McDuffie County is located on the geological fall line in east central Georgia along the Savannah River basin, thirty-five miles west of Augusta.
The county, carved from Warren and Columbia counties in late 1870 by an act of the Georgia General Assembly, was named for George McDuffie, a native Georgian and distinguished lawyer, statesman, governor, and U.S. senator of South Carolina. Although relatively small (260 square miles) and postbellum in its formation, McDuffie County boasts a sizeable colonial and political heritage that predates the county’s official inception by at least a century.
Early History
In 1767 royal governor James Wright granted to Quakers from Pennsylvania and North Carolina 12,000 acres of land along the present northern boundaries of McDuffie County. Three years later, the town of Wrightsborough was formally established and named in honor of the governor. Wright intended the settlement to be a buffer zone between the Creek and Cherokee Indians and the growing settlement of St. Paul Parish (present-day Augusta). It suffered accordingly. Indian hostilities, the American Revolution (1775-83), and the expansion of slavery all threatened the physical and economic safety of the neutral Quaker township. By 1800 most of its original families had relocated to the Midwest. Wrightsborough existed as a settlement into the twentieth century, if in name only, as its remaining inhabitants gradually assimilated into the religious, social, and civic norms of the predominantly Scots-Irish region.
Economy and Natural Resources
Traveling through Wrightsborough in the colonial period, Quaker naturalist William Bartram observed that the terrain was “chiefly a plain of high forests, savannas, and cane swamps,” and its soil “a deep, rich, dark mould, on a deep stratum of redish brown tenacious clay.” In fact, the area that became McDuffie County boasted natural resources and a wealthy agricultural heritage that defined its economic and political life until fairly recently. Gold, discovered along the Little River in the early nineteenth century, provided one of the area’s first industries. It was cotton, however, that created the bulk of McDuffie County’s wealth during that century. The county’s geographic location placed it among the most productive cotton land in the state, and the culture of enslaved workers and cotton production flourished. By 1880, 64 percent of the county’s 9,449 residents were African American.
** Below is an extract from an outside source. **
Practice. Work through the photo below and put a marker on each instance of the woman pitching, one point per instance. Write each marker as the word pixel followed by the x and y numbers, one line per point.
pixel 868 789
While agrarian culture has changed radically since 1950, historical and natural resources continue to define twenty-first-century McDuffie County. Recreation and tourism are prominent factors in the contemporary economic and cultural life of the county, as are the kaolin and timber industries. One of the largest employers in the county is Shaw Industries.
People and Places
The county’s political tradition reflects its agrarian roots. Inheriting the passion, political philosophy, and agrarian advocacy of George McDuffie and nearby political heroes Robert Toombs and Alexander Stephens, U.S. senator Thomas E. Watson is remembered as McDuffie County’s most prominent statesman. Born in 1856, the “Sage of Hickory Hill” or “Sage of McDuffie County” earned fame at the bar and became an eloquent national advocate for the embattled farmer and common man during the New South period. Other notable McDuffie County statesmen and jurists include Augustus Wright and Randall Evans Jr., a judge for the Court of Appeals of Georgia.
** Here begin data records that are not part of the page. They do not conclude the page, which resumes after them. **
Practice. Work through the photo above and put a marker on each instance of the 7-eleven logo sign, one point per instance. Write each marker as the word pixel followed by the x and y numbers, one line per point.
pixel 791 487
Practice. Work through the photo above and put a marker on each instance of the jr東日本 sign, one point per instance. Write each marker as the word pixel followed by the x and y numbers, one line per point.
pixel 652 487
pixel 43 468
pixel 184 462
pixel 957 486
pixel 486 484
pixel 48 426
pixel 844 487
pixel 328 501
Heritage tourism is fueled by the county’s abundant historical sites, which include Hickory Hill (Watson’s home in Thomson), the Wrightsboro Historic District, Wrightsboro Church, and the Rock House. Wrightsboro Church, dating to 1810, stands on the site of the old Quaker meetinghouse. Near the Wrightsboro community is the Rock House, a stone farmhouse built in 1785. The Rock House is thought to be the oldest dwelling in Georgia with its original architecture intact.
According to the 2010 U.S. census, McDuffie County’s population is 21,632. There are two incorporated cities in the county, Thomson and Dearing. Thomson, with a population of 6,778, was incorporated in 1854 and established as the county seat in 1870. Dearing, with a population of 549, was named for William Dearing, a board member of the Georgia Railroad and Banking Company. The town was incorporated in 1910.
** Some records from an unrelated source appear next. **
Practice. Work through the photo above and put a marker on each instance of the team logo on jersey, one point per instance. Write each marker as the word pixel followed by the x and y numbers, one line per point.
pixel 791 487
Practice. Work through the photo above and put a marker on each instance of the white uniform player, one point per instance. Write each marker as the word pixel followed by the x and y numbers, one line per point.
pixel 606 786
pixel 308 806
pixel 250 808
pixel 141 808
Fans of blues music make annual pilgrimages to the Blind Willie McTell Blues Festival, which honors the Thomson native “Blind Willie” McTell. Outdoor sports, including hunting and fishing, attract professional competition and revolve around nearby Clarks Hill Lake and its bordering wildlife management areas. Two local equestrian events, the Belle Meade Hunt and the Pine Top Horse Trials, bring to the county international exposure.
Augusta Technical College operates a satellite campus in Thomson.